Collaborate: The only way that the original trail succeeded was through the collaboration of multiple jurisdictions, organizations, and individuals. As the Seaway Trail has expanded to its full 500-mile length across New York and Pennsylvania, collaborations have developed between the two states, among various public and private entities, and with several federal agencies and departments. Overall success has come about largely through these cooperative efforts.

Find the Fit between the Community and Tourism: Towns and hamlets all along the Seaway Trail embraced tourism from both pride and economic standpoints. For communities that thought they had nothing to offer visitors, the trail emboldened them to turn to their natural and manmade histories and develop tourism infrastructure as well as attractions. In Sackets Harbor, new restaurants and shops handle the influx of visitors.

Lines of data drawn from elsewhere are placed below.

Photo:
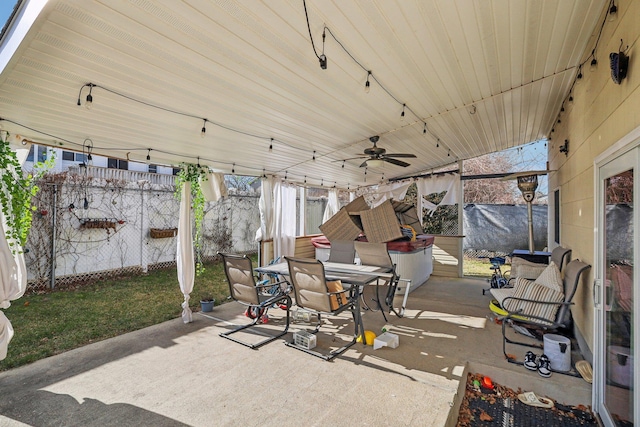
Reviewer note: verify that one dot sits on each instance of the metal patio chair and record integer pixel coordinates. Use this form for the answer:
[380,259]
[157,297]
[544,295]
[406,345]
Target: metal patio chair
[376,254]
[315,294]
[257,297]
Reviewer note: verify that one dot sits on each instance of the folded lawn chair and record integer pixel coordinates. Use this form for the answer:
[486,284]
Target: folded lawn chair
[313,293]
[541,305]
[257,297]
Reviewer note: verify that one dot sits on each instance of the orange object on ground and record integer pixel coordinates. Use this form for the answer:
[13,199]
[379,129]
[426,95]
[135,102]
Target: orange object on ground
[487,383]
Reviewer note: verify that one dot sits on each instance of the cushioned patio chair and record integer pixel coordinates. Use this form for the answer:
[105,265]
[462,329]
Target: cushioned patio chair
[315,294]
[544,304]
[531,270]
[342,251]
[257,297]
[376,254]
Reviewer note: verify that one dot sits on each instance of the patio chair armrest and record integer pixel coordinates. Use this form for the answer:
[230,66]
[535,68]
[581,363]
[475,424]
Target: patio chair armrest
[270,284]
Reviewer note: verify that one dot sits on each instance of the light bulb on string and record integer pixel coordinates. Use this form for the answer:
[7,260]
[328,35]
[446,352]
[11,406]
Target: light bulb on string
[89,101]
[613,11]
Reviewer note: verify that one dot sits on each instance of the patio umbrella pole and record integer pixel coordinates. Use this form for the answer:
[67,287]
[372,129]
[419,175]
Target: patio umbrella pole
[530,219]
[527,185]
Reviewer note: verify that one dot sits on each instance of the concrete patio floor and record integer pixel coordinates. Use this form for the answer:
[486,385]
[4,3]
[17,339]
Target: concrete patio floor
[176,374]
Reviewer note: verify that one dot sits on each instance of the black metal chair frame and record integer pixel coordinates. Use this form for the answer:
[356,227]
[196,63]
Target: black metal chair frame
[561,323]
[352,304]
[266,300]
[391,290]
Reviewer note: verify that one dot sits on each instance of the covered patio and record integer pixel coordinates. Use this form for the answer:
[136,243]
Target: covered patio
[174,374]
[296,93]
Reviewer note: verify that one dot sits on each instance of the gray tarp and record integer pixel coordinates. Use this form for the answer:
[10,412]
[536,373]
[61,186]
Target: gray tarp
[503,228]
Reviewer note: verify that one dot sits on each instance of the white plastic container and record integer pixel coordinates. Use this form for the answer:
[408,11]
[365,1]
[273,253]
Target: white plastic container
[304,339]
[620,365]
[386,339]
[558,350]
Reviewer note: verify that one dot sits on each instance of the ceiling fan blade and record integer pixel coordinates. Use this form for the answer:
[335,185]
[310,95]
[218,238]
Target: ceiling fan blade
[400,155]
[395,162]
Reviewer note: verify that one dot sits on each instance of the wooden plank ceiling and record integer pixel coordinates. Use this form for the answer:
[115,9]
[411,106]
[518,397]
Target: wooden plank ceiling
[474,77]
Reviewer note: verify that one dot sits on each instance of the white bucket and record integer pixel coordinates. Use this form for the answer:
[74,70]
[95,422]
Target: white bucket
[558,350]
[620,365]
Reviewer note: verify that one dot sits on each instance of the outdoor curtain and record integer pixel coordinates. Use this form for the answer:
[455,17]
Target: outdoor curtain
[437,184]
[333,205]
[184,257]
[13,272]
[284,234]
[265,232]
[213,186]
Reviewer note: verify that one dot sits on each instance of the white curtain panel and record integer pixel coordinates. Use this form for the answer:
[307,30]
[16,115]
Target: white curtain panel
[185,259]
[213,186]
[333,206]
[265,232]
[13,273]
[284,236]
[437,184]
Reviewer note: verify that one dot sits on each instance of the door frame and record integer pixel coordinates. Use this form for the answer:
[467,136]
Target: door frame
[625,145]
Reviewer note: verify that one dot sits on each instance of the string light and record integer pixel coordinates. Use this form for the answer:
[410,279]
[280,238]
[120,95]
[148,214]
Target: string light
[613,11]
[89,99]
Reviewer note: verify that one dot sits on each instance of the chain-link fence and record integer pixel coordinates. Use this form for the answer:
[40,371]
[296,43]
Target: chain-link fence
[104,223]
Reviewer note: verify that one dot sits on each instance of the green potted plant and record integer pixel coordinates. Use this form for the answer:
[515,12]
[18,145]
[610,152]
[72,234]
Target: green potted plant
[206,303]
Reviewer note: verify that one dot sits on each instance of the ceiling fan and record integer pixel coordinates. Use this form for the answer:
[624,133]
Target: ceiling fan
[376,156]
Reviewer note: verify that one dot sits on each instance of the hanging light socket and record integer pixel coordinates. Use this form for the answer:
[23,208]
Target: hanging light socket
[203,132]
[613,12]
[323,61]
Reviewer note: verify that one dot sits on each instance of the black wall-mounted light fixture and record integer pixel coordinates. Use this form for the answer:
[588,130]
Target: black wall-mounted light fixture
[564,148]
[619,63]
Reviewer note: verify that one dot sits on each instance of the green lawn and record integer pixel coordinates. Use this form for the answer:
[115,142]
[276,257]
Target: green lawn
[59,321]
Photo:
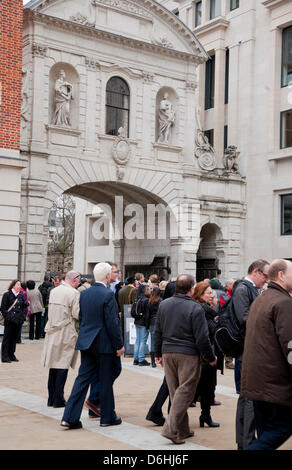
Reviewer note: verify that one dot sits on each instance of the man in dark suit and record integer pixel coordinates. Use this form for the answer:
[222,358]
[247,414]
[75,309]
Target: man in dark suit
[101,346]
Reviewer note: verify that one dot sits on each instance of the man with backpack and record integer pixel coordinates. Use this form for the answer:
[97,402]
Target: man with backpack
[139,313]
[244,294]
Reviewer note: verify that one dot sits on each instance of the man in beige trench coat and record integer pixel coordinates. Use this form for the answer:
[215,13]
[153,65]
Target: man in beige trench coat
[59,346]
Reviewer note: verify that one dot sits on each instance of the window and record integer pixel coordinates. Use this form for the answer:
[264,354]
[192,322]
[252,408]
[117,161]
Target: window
[210,83]
[286,214]
[227,76]
[117,106]
[198,13]
[210,135]
[286,129]
[215,8]
[225,137]
[234,4]
[287,57]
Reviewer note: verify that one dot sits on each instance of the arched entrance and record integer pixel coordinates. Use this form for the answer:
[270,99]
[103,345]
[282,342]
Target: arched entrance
[209,259]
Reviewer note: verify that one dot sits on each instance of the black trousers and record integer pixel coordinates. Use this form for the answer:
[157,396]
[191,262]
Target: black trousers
[56,384]
[273,425]
[35,325]
[104,368]
[206,388]
[161,397]
[9,341]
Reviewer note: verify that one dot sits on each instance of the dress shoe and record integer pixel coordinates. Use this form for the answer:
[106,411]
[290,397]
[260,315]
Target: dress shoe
[94,408]
[77,425]
[144,363]
[208,421]
[175,440]
[159,420]
[14,359]
[59,405]
[190,434]
[114,423]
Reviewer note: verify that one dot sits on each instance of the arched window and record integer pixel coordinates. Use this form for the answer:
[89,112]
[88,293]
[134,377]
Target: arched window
[117,106]
[287,57]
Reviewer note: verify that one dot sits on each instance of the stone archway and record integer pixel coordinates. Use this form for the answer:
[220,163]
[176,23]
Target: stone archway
[209,259]
[145,198]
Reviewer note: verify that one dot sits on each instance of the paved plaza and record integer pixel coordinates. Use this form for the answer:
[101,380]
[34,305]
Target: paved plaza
[28,424]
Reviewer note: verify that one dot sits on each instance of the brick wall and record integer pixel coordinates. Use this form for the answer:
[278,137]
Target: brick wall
[10,72]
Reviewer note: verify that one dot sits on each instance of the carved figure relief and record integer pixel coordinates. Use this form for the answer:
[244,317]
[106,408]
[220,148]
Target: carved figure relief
[62,102]
[203,149]
[230,159]
[166,119]
[84,19]
[121,152]
[24,97]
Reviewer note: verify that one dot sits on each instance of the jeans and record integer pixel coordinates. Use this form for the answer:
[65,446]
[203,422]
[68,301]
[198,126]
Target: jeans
[56,384]
[141,339]
[152,337]
[273,425]
[245,420]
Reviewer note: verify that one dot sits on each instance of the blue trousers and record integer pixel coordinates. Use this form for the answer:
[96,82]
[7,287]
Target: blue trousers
[141,339]
[94,395]
[273,425]
[93,364]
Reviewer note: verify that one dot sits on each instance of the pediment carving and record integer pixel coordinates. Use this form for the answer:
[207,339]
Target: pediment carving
[124,5]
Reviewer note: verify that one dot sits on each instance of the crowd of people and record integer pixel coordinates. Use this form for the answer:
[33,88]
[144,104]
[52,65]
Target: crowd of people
[180,317]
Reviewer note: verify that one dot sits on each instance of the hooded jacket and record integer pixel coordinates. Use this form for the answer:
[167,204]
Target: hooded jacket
[267,359]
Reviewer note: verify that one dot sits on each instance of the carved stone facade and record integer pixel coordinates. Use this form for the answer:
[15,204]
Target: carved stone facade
[93,44]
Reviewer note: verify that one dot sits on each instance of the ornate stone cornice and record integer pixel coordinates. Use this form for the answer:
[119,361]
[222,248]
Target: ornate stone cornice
[39,50]
[146,8]
[217,24]
[147,77]
[271,4]
[91,63]
[126,6]
[51,21]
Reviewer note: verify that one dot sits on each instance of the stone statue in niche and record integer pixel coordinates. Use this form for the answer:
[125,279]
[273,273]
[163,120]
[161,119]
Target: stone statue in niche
[166,119]
[230,159]
[204,151]
[63,98]
[24,97]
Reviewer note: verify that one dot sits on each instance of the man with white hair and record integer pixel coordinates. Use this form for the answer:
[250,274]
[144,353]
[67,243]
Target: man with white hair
[267,363]
[100,342]
[59,346]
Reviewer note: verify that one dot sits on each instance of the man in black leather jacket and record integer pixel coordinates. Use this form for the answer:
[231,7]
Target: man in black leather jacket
[180,337]
[244,295]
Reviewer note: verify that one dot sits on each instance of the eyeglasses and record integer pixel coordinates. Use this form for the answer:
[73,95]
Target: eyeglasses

Make Sites and Programs Come Alive: Activities that celebrate the trail’s natural wonders, such as fishing, boating, agritourism and bird watching, are enhanced by Seaway Trail guidebooks. While at the many historic sites along the route, interpreters and reenactors demonstrate 18th and 19th century ways of life, ranging from Colonial infantry drills to 19th century style gardening.

Focus on Quality and Authenticity: The Seaway Trail contains myriad authentic resources from coastal wildlife habitats to scenic vistas, forests to farms, and historic architecture to cultural activities from a diverse international population. From marketing materials and trailblazing signs to official guidebooks and Journey, the trail’s annual periodical, the Seaway Trail’s assets are represented to the public with excellence.

Preserve and Protect Resources: By drawing attention to the area's vast natural and manmade resources, Seaway Trail has urged and promoted their preservation. Public and private organizations and individual citizens all along the 454-mile trail in New York have taken measures to preserve and protect resources ranging from lighthouses to wildlife refuges, and War of 1812 forts to swamps and wetlands. Leading by example, the Seaway Trail undertook the rehabilitation of the 1817 Union Hotel in Sackets Harbor's main square for use as offices and an information center.